On May 3, 1998, the Enquirer published an eighteen-page section, "Chiquita Secrets Revealed" on Chiquita Brands International, the Cincinnati-based fruit company formerly known as the United Fruit Company and now controlled by Carl Lindner. The articles, written by Enquirer investigative reporters Michael Gallagher and Cameron McWhirter , charged the company with mistreating the workers on its Central American plantations, polluting the environment, allowing cocaine to be brought to America on its ships, bribing foreign officials, evading foreign nations' laws on land ownership, forcibly preventing its workers from unionizing, and a host of other misdeeds. Chiquita denied all the allegations, suing after it was revealed the newspaper's reporters had hacked into Chiquita's voice-mail system. A special prosecutor was appointed to investigate--the elected prosecutor having ties to Lindner. On June 28, 1998, the Enquirer retracted the entire series of stories, published a front-page apology, and paid the company a multi-million dollar settlement. (The Columbia Journalism Review would report both $14 million and $50 million for the amount.) One of the reporters, Gallagher, would be fired and prosecuted and the paper's editor, Lawrence K. Beaupre , would be transferred to the Gannett's headquarters amid allegations that he ignored the paper's usual procedures on fact-checking in order to win a Pulitzer Prize.

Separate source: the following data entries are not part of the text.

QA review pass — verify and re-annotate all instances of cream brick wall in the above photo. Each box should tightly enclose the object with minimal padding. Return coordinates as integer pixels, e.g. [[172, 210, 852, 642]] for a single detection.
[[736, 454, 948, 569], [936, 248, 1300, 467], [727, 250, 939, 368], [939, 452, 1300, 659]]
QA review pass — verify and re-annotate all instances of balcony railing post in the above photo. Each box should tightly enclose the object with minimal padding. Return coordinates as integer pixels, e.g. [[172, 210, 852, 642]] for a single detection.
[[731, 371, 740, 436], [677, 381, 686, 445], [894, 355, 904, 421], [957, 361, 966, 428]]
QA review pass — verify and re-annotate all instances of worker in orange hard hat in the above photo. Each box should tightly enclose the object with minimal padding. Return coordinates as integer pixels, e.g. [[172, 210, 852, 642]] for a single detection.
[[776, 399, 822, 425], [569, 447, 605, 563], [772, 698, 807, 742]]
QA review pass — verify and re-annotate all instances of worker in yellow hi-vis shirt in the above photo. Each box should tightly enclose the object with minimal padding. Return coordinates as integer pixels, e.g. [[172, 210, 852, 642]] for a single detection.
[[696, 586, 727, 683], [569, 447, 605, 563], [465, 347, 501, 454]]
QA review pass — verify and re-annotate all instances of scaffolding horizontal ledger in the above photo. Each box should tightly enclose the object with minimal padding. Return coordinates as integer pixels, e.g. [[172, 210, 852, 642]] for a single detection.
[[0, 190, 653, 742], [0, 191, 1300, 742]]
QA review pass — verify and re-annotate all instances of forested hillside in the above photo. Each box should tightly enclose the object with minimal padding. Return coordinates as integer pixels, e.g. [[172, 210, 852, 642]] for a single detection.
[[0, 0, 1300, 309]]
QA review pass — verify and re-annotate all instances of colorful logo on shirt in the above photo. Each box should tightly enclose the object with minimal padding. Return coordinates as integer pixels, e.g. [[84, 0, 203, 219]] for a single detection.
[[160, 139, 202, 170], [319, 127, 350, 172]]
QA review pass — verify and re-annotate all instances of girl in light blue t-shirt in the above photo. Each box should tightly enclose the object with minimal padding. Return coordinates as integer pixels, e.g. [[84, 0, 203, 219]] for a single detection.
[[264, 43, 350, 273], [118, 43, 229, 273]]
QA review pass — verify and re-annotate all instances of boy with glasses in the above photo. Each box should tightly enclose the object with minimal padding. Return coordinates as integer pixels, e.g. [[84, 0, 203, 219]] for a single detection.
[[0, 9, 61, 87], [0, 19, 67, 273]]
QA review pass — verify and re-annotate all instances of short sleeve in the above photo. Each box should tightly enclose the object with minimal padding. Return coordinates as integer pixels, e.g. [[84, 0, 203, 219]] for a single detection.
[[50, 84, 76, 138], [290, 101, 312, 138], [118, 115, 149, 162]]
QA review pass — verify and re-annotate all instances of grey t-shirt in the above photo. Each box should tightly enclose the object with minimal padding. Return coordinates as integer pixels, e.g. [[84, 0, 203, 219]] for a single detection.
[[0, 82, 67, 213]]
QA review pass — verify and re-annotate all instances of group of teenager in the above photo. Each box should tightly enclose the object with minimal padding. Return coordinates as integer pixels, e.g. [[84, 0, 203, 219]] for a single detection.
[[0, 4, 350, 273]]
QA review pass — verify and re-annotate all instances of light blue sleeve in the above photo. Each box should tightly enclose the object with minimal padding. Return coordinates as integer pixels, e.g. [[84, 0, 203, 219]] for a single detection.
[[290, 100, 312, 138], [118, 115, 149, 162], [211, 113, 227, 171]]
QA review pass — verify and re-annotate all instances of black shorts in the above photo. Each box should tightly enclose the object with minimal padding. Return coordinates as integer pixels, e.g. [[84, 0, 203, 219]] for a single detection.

In 2003 and 2004, the paper eliminated nearly all its local columnists. John Kieswetter , whose column covered television and radio, was made a beat reporter in Butler County, Ohio. Columnist Laura Pulfer left the paper and moved to northern Ohio. Human interest columnist Cliff Radel was made a beat reporter as was society columnist Jim Knippenberg . Music critic Larry Nager was fired on January 9, 2004, and he filed a federal lawsuit charging the paper with age discrimination. Nager claims the Enquirer has been trying to appeal to young women and has been eliminating older and male writers as part of this strategy.

The paper's editorial policy is generally conservative, though it has often supported policies which are not. A Cincinnati joke contends that it is "soooo Cincinnati" to think the Enquirer a liberal paper.

The paper is the home of Pulitzer Prize-winning editorial cartoonist Jim Borgman.

The first known reference to Chicago, Illinois, as "The Windy City" appeared in the Enquirer February 12 , 1877.

Bibliography

  • Nicholas Bender. "Banana Report." Columbia Journalism Review. May/June 2001.
  • Graydon Decamp. The Grand Old Lady of Vine Street. Cincinnati: The Cincinnati Enquirer, 1991. (Official history).
  • Douglas Frantz. "After Apology, Issues Raised In Chiquita Articles Remain." The New York Times. July 17, 1998. p. A1, A14
  • Douglas Frantz. "Mysteries Behind Story's Publication." The New York Times. July 17, 1998. p. A14.
  • Lew Moores. "Media, Myself & I". Cincinnati CityBeat. January 7, 2004.
  • Lew Moores. "The Day the Music Critic Died." Cincinnati CityBeat. February 11, 2004.
  • Randolph Reddick. The Old Lady of Vine Street. Ohio University Ph.D. dissertation, 1991. (A study of the four years of employee ownership).
  • Nicholas Stein. "Banana Peel." Columbia Journalism Review. September/October 1998.